ALOHA's kitchen demonstrations (Zhao et al., 2023) showed that bimanual dexterity in the kitchen is learnable with remarkably few examples. Using ACT (Action Chunking with Transformers), ALOHA achieved 80% success on cooking shrimp, 90% on wiping wine, and 96% on cup transfer — all from just 50 demonstrations per task. The Mobile ALOHA extension (Fu et al., 2024) enabled mobile kitchen tasks: opening cabinets while holding objects (85%), loading dishwashers (75%), and organizing kitchen counters (80%). These results demonstrate that kitchen tasks spanning from fine manipulation to whole-body coordination can be learned from real demonstrations.

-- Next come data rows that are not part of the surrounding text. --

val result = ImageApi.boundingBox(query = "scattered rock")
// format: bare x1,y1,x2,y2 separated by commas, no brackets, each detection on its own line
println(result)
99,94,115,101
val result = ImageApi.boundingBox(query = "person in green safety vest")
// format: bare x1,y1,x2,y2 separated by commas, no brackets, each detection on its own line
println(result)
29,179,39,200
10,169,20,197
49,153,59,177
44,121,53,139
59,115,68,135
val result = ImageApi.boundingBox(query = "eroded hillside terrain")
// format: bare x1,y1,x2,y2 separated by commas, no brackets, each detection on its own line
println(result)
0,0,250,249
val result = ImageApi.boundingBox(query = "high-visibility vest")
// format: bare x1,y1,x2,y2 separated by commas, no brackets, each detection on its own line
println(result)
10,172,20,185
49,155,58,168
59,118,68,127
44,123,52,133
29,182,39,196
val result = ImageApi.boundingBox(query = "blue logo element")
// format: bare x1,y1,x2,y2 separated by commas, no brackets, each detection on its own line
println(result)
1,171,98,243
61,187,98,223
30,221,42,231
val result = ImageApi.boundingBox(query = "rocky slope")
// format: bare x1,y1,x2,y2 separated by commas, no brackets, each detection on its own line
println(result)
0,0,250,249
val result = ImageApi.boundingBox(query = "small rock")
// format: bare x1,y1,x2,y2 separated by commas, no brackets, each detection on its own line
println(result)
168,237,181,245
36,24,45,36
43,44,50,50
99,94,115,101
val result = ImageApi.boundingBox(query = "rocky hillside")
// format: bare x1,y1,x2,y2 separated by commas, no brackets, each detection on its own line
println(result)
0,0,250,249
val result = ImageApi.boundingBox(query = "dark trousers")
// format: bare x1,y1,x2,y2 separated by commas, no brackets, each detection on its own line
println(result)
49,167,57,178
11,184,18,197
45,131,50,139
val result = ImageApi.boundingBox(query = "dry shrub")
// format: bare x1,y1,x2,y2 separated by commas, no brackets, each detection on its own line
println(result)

CALVIN (Mees et al., 2022) created a benchmark specifically for long-horizon kitchen-like tasks, evaluating whether policies can chain 5 sequential steps described in language ('open the drawer, pick up the block, place it on the table, push the slider, toggle the light'). On the CALVIN benchmark, the best current method (Hulc++) achieves 47% success on 5-step chains — meaning half the time, the policy fails before completing all steps. This result highlights that long-horizon kitchen data must capture not just individual step execution but transitions between steps and recovery from intermediate failures.

For real-world kitchen deployment, TidyBot (Wu et al., 2023) demonstrated a practical approach to kitchen organization by combining LLM-based task planning with learned pick-and-place primitives. Using GPT-4 to infer where items belong based on user preferences (learned from 5-10 examples of placement decisions), TidyBot achieved 85% correct placement across 8 real kitchens with diverse layouts. The data requirement was modest — 50-100 pick-place demonstrations for the manipulation primitive plus 5-10 verbal preference examples for the planner — suggesting that kitchen systems benefit more from compositional data (separate primitive and planning data) than monolithic end-to-end demonstrations.

Collection Methodology for Kitchen Data

Kitchen data collection requires purpose-built test kitchens with standardized layouts, professional-grade lighting for consistent visual capture, and multi-view camera arrays. A minimum camera setup includes an overhead ceiling-mounted camera covering the full countertop workspace, a front-facing eye-level camera for object identification and hand-object interaction, a wrist-mounted camera on the robot for close-up manipulation detail, and optionally a side-view camera capturing the stovetop area. All cameras should operate at 30 Hz with hardware synchronization and be calibrated to a common reference frame for multi-view fusion.

Language annotations are increasingly important for kitchen data. Each demonstration should include paired language descriptions at three granularities: task-level ('make a grilled cheese sandwich'), step-level ('place bread slice on pan'), and action-level ('move gripper 10 cm right to align with bread edge'). These hierarchical annotations enable training at different levels of abstraction — high-level planners that decompose instructions into steps, mid-level policies that execute step descriptions, and low-level controllers that follow fine-grained action narrations.

Real food ingredients must be used for manipulation-relevant data. Food deformation properties (how a tomato squishes under gripper force, how dough stretches when pulled), friction characteristics (wet vs. dry cutting board, oily pan surface), and mass distribution (liquid sloshing in a half-full container) are fundamentally different from proxy objects. Each collection session should have standardized ingredient sets purchased with consistent specifications (vine tomatoes size M, whole wheat bread sliced 12 mm), and perishable items should be replaced on a defined schedule to prevent spoilage from affecting data quality.

Claru operates dedicated test kitchen facilities for robotics data collection, equipped with standardized multi-view camera arrays, force-instrumented countertops (optional for force-aware policies), professional lighting rigs for consistent illumination across sessions, and procurement protocols for real food ingredients. Our kitchen task catalog spans 18 common manipulation tasks across 4 categories — preparation (cutting, peeling, mixing), cooking (stirring, flipping, monitoring), serving (plating, pouring), and cleanup (washing, drying, storing). Each task is demonstrated in 3-5 kitchen layout variations to build layout-invariant representations.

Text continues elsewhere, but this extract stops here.